Ésa es la versión de Tiffany que él más odia. La de marisabidilla, la que tiene la enorme habilidad de contestar rápido y fácil, de burlarse y no tenerle la consideración que se merece. ¿Tan difícil es que se lo tome en serio, que no lo trate como un imbécil?… ¿Que nada de lo que él pueda hacer o decir ha de ser tan predecible, tan pueril? Es obvio que le molesta estar ahí con él. ¿Pero entonces…? ¿Fueron falsas aquellas esperanzas que la chica le había ido arrojando aquí y allá? Epi trata de entender. ¿No servían de nada aquellos recuerdos y sueños en común? ¿Las palabras cariñosas que le había dedicado durante los últimos meses cuando la relación con Tanveer por enésima vez parecía declinar? No, no, aquello había sido verdad. Tenía que serlo. No era tan tonto como para no haberse dado cuenta si todo hubiera sido basura. Ha visto a su hijo y se ha molestado. Eso es lo que debe de haber pasado. No debería haberle pegado.

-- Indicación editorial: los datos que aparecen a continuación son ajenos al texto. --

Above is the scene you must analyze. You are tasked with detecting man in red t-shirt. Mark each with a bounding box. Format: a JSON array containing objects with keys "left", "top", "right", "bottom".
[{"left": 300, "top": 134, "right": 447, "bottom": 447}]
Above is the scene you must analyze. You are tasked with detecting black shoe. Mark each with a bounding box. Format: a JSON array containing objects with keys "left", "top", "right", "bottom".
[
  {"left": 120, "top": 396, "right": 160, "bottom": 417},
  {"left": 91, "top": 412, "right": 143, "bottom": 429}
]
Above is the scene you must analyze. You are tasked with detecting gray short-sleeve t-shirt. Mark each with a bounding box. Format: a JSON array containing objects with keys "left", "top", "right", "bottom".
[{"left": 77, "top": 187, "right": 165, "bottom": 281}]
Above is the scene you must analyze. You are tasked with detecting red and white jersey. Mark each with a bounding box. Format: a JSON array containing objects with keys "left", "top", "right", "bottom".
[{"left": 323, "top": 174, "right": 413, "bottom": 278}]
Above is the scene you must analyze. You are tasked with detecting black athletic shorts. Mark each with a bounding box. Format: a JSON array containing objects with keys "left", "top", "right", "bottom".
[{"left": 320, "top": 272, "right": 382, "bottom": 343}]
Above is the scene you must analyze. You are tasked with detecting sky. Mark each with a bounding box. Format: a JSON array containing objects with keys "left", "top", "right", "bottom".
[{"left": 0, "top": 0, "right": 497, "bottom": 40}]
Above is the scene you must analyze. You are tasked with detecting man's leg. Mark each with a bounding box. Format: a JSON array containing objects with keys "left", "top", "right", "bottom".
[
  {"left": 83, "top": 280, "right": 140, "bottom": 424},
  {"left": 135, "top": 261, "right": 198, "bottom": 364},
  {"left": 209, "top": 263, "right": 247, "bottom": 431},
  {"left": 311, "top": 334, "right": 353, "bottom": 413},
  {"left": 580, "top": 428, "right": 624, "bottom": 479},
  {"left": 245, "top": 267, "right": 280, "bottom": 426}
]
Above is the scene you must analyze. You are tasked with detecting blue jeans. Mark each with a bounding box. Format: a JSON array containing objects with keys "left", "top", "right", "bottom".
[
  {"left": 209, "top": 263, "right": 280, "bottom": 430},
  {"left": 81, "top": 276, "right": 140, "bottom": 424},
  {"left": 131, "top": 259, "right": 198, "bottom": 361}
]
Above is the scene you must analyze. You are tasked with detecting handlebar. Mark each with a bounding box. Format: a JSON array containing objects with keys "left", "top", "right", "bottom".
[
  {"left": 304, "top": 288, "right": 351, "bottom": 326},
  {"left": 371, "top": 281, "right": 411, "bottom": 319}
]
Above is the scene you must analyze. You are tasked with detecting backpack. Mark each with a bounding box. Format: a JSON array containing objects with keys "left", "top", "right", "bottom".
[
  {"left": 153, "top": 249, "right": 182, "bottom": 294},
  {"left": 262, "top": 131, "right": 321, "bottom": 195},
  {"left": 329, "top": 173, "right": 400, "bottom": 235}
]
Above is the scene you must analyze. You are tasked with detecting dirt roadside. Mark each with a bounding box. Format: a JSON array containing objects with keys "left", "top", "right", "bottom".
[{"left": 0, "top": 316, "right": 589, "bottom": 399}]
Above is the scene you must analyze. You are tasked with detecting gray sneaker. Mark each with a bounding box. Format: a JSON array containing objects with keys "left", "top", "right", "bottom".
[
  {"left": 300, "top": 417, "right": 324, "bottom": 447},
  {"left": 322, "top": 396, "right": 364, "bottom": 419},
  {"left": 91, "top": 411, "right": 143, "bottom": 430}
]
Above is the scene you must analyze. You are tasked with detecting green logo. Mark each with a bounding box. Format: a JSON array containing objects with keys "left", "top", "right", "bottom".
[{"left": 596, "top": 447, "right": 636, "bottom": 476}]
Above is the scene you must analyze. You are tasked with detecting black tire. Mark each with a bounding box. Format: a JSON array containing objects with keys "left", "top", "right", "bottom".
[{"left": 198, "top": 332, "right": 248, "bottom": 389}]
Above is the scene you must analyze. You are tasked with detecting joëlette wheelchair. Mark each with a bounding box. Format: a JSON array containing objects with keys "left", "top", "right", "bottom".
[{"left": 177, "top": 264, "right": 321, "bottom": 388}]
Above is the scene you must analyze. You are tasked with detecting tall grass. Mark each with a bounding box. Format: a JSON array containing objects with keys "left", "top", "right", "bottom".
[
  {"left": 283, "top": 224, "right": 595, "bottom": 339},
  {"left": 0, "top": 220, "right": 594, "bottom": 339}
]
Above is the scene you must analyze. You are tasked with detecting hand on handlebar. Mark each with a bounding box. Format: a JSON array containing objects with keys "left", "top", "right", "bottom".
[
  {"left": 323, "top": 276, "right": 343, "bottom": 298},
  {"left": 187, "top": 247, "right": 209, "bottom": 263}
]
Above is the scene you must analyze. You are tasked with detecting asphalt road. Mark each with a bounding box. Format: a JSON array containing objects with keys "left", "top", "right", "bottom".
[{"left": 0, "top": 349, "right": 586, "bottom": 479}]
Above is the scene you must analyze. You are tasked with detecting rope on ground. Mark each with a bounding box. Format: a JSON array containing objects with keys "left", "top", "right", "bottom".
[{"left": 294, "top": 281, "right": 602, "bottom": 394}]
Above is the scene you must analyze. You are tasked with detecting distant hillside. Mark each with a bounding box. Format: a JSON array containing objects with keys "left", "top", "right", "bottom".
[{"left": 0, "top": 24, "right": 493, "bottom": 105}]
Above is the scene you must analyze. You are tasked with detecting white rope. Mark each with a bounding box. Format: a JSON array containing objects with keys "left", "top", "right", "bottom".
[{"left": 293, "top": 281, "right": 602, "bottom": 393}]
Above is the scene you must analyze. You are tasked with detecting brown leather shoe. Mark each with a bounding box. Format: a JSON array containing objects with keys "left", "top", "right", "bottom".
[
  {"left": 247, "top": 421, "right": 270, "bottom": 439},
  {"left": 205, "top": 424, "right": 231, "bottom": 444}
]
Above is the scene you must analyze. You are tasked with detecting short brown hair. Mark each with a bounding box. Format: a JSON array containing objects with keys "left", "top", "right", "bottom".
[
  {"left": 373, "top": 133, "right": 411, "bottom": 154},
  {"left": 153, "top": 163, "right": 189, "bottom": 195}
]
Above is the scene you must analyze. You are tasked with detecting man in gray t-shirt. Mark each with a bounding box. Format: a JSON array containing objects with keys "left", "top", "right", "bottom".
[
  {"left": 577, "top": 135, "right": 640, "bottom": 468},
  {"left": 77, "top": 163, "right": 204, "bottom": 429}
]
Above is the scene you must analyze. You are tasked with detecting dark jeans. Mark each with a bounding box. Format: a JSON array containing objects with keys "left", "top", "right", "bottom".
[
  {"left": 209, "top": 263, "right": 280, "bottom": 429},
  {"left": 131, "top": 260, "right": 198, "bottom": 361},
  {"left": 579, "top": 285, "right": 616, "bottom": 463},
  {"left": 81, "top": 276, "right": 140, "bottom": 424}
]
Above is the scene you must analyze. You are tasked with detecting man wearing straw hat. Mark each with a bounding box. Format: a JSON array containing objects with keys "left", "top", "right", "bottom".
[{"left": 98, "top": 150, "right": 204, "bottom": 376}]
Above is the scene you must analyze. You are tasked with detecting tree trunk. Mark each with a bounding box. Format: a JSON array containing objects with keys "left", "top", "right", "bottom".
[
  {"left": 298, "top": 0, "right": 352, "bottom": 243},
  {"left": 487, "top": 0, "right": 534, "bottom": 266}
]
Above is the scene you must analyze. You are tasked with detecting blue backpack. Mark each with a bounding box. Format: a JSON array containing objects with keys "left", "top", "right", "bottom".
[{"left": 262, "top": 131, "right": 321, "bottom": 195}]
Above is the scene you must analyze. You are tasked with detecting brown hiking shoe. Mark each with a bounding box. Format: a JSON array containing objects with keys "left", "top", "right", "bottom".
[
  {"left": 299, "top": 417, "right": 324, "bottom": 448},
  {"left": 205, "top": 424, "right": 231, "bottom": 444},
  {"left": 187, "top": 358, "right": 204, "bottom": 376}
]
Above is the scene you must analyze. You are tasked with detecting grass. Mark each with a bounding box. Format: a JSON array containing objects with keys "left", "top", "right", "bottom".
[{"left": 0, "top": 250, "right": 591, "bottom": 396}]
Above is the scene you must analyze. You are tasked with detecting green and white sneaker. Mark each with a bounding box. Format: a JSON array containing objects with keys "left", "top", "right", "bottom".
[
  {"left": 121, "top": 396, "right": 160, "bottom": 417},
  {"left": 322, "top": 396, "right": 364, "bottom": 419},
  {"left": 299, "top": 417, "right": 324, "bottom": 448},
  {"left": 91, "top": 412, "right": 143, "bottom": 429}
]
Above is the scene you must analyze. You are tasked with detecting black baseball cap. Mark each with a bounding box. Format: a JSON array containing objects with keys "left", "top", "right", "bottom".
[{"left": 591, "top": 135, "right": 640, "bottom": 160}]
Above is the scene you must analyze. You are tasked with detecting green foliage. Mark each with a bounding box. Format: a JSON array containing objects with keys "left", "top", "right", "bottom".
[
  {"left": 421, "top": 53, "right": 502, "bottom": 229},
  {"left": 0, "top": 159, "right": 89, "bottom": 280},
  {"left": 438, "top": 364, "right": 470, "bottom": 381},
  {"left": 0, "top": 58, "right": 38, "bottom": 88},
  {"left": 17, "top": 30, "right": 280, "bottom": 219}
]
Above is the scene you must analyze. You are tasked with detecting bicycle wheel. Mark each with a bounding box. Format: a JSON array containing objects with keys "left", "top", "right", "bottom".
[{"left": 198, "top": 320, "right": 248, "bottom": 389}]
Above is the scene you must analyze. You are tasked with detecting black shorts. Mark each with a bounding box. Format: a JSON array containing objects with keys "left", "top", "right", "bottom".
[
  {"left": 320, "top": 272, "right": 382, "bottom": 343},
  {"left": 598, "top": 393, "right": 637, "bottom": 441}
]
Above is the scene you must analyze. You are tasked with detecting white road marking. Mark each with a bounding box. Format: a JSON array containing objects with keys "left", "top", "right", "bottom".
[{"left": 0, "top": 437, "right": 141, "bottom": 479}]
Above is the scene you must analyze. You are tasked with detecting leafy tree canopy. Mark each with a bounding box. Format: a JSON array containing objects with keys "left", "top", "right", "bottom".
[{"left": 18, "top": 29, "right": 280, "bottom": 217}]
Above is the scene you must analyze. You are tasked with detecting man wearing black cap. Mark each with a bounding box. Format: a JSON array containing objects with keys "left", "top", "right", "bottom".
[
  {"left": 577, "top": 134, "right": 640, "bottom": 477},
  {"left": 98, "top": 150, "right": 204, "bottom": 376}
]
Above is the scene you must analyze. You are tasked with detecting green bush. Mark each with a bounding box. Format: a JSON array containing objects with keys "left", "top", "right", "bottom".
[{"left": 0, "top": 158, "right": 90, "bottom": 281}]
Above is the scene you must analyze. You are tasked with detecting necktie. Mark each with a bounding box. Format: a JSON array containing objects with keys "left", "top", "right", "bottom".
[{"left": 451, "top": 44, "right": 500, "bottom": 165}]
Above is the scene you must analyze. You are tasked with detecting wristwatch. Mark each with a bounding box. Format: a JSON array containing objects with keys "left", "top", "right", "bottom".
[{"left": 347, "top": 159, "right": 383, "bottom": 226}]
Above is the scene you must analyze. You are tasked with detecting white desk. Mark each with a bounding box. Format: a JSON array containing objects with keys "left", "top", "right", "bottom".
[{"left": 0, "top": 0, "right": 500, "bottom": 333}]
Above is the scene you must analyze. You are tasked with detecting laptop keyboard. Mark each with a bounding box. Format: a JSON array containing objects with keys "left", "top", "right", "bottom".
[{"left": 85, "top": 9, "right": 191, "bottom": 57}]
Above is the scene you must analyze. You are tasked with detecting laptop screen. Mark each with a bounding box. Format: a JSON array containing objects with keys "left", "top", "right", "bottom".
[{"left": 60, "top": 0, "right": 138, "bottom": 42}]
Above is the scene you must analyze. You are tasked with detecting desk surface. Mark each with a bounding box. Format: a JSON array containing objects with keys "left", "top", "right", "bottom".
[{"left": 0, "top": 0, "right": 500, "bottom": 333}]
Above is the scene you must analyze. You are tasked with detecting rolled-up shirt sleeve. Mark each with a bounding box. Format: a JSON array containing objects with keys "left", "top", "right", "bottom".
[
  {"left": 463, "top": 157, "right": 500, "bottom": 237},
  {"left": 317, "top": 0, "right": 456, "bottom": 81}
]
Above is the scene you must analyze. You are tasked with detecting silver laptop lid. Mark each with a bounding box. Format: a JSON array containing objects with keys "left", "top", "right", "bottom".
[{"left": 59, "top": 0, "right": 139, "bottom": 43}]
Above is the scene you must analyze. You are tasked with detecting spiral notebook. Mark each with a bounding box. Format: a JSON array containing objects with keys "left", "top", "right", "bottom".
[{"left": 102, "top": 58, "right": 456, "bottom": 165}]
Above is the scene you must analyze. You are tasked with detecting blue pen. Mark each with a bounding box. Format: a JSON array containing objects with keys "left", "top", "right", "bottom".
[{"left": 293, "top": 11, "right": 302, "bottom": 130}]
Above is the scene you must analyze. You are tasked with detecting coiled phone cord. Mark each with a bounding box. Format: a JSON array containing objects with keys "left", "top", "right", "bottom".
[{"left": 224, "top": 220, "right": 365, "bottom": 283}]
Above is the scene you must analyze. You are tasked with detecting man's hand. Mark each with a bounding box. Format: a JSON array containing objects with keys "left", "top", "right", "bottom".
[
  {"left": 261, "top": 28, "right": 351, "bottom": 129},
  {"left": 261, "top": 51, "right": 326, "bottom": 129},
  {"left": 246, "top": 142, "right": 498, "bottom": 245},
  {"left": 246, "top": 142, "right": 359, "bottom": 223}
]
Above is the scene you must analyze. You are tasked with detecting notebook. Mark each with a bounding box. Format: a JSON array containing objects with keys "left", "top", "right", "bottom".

Pero todo hubiera sido más sencillo si Tiffany hubiera permanecido en el piso, si no se hubiera escapado sin motivo alguno, sólo porque la había hecho esperar más de la cuenta.
—No me trates así, yo haría…
—Te trato como me da la gana, ¿vale?
—Déjame empezar por el principio. Tú y yo estábamos bien y entonces llegó Tanveer…
—Tanveer no tuvo nada que ver. Te lo he dicho mil millones de veces.
—Pero llegó y lo nuestro se acabó. Si supieras lo que he sufrido todo este tiempo pensando, viendo y sospechando que…
—¿Cómo que si supieras…? ¿Cómo que si supieras…? Claro que lo sé. Y lo sé porque nos has seguido un montón de veces, porque me has hecho llamadas patéticas a las tantas de la noche, porque has ido explicando tu historia a todos aquellos que han querido escucharte…
—Pero tú me has dicho muchas veces que…
—Sí, yo digo muchas cosas, es cierto, pero si crees que secuestrando niños a las nueve de la mañana voy a caer a tus pies, lo tienes claro, gilipollas. Eres un mierda, los tíos de verdad no hacen cosas así…
Ya está gritando. Es inminente el encontronazo. Epi no encuentra las palabras. ¿Por qué no le deja hablar? ¿Por qué esa maldita actitud de ningunearlo? Epi se aproxima a Tiffany y ésta se le encara. Nota el aliento de nicotina de ella, el perfume que nunca pudo olvidar.
—Los tíos de verdad hacen otras cosas, ¿sabes, Epi? Los tíos de verdad saben cómo conservar a una mujer. Los tíos de verdad…
—Los tíos como Tanveer, ¿no?
—Como Tanveer. Eso es.
—Que se folla a putas y les revienta la cara.
—Eso no es verdad, y además a ti qué te importa. Quizá yo también ando follándome a quien me da la gana. A cualquiera menos a ti, claro está.
Tiffany sabe que se está equivocando, que ésa no es la manera más inteligente de solventar el problema, pero no puede evitarlo. Le puede la rabia y el deseo de demostrar su poder, el mismo poder que piensa ejercer con Jamelia, sobre el propio Hussein si no viene a ayudarla en ese mismo instante. Es tarde para echar marcha atrás. Y al mirar cómo se vuelven a endurecer aquellos ojos que la miran piensa que quizá, por una vez, debería haberse guardado la mala leche y haber domado a tiempo esa boquita.